U.S.-backed Iraqi forces moved closer on Wednesday to a town south of Mosul where aid groups and regional officials say Islamic State has executed dozens of prisoners.
A military statement said that security forces have advanced to the edge of Hammam al-Alil, a thermal water resort, after an elite unit breached the eastern limits of Mosul, the ultra-hard-line group’s last major city stronghold in Iraq.
The battle that started on Oct. 17 with air and ground support from a U.S.-led coalition is shaping up as the largest in Iraq since the U.S.-led invasion of 2003.
Mosul still has a population of 1.5 million people, much more than any of the other cities captured by Islamic State two years ago in Iraq and neighbouring Syria.
The United Nations cited reports on Tuesday that Islamic State, which is also known as ISIL, is attempting to displace Hammam al-Alil’s estimated population of 25,000 for use as human shields and protection against air and artillery strikes.
“We have grave concerns for the safety of these and the tens of thousands of other civilians who have reportedly been forcibly relocated by ISIL in the past two weeks,” U.N. human rights spokeswoman Ravina Shamdasani said.
“The town, 15 km (9 miles) south of Mosul, had a pre-war population of 65, 000,” a local official said.
Aid organizations, local officials and Mosul residents have cited reports that IS has executed dozens of people in Hammam al-Alil and barracks nearby on suspicion of planning rebellions in and around Mosul to aid the advancing troops.
Abdul Rahman al-Waggaa, a member of the Nineveh provincial council, told reporters last week that most of the victims were former police and army members.
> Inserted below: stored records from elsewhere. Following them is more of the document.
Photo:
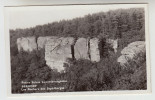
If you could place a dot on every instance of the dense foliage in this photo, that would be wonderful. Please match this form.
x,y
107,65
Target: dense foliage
x,y
126,25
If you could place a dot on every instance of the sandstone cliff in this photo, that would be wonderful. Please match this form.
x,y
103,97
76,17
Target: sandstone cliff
x,y
27,44
59,49
132,50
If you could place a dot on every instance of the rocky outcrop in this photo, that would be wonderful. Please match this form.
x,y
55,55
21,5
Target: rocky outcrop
x,y
94,49
57,50
132,50
113,44
81,49
27,44
41,41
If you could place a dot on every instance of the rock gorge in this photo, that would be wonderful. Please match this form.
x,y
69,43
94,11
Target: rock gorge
x,y
59,49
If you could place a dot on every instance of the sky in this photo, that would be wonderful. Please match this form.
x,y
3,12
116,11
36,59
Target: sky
x,y
30,16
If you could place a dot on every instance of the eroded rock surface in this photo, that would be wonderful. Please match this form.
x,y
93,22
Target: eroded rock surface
x,y
132,50
57,50
94,49
41,41
81,49
27,44
113,44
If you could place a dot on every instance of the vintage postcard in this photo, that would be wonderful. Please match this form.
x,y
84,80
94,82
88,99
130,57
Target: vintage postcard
x,y
92,49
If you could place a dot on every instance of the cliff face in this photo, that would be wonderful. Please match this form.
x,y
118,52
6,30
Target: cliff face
x,y
131,51
59,49
27,44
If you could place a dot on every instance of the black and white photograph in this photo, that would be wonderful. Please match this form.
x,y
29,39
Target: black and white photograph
x,y
77,48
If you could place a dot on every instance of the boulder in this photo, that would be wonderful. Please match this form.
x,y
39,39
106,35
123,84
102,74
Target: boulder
x,y
94,49
113,44
132,50
57,50
81,49
27,44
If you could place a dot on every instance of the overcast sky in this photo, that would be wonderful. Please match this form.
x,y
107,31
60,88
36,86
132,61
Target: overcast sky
x,y
30,16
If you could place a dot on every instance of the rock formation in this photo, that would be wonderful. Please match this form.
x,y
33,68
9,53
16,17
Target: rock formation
x,y
27,44
57,50
94,49
81,49
113,44
41,41
132,50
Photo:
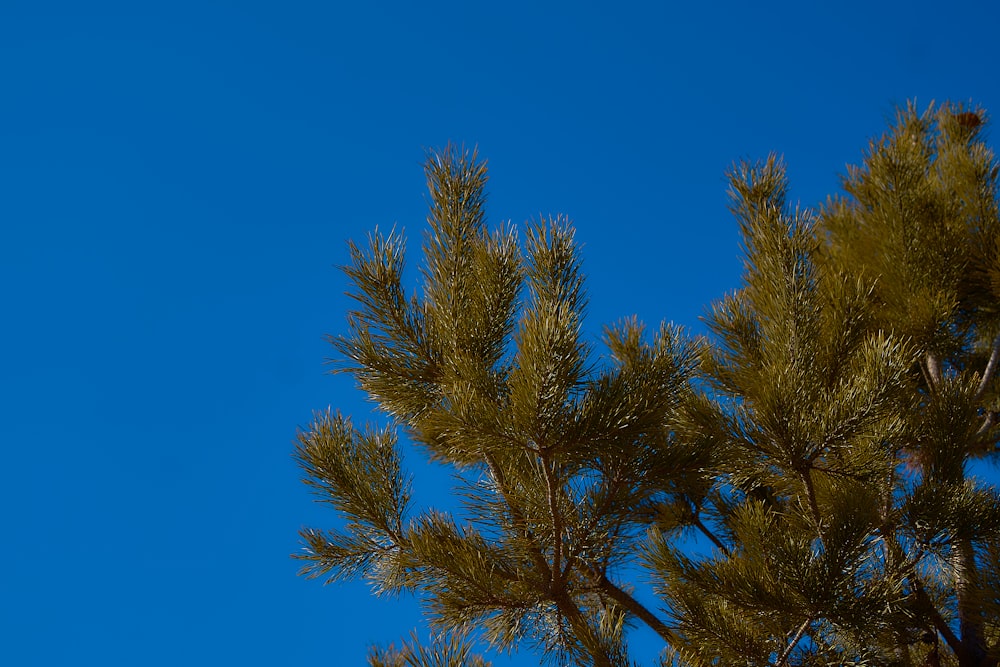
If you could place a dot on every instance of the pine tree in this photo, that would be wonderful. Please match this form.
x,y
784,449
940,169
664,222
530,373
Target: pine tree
x,y
798,484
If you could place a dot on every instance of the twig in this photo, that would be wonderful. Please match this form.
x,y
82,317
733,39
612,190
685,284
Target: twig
x,y
991,368
631,605
519,521
550,486
783,658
The men were shot dead, he said, quoting the testimony of remaining residents of the villages and people displaced from the area.
Security forces advancing north on the western bank of the Tigris River recaptured five villages on Wednesday, the closest of them just 5 km (3 miles) from Hammam al-Alil, according to military statements.
Just across the river from those forces lie the ruins of the ancient Assyrian city of Nimrud, which the Iraqi government says was bulldozed last year as part of Islamic State’s campaign to destroy symbols which the Sunni Muslim zealots consider idolatrous. Army troops heading north on that side of the Tigris have yet to reach the area.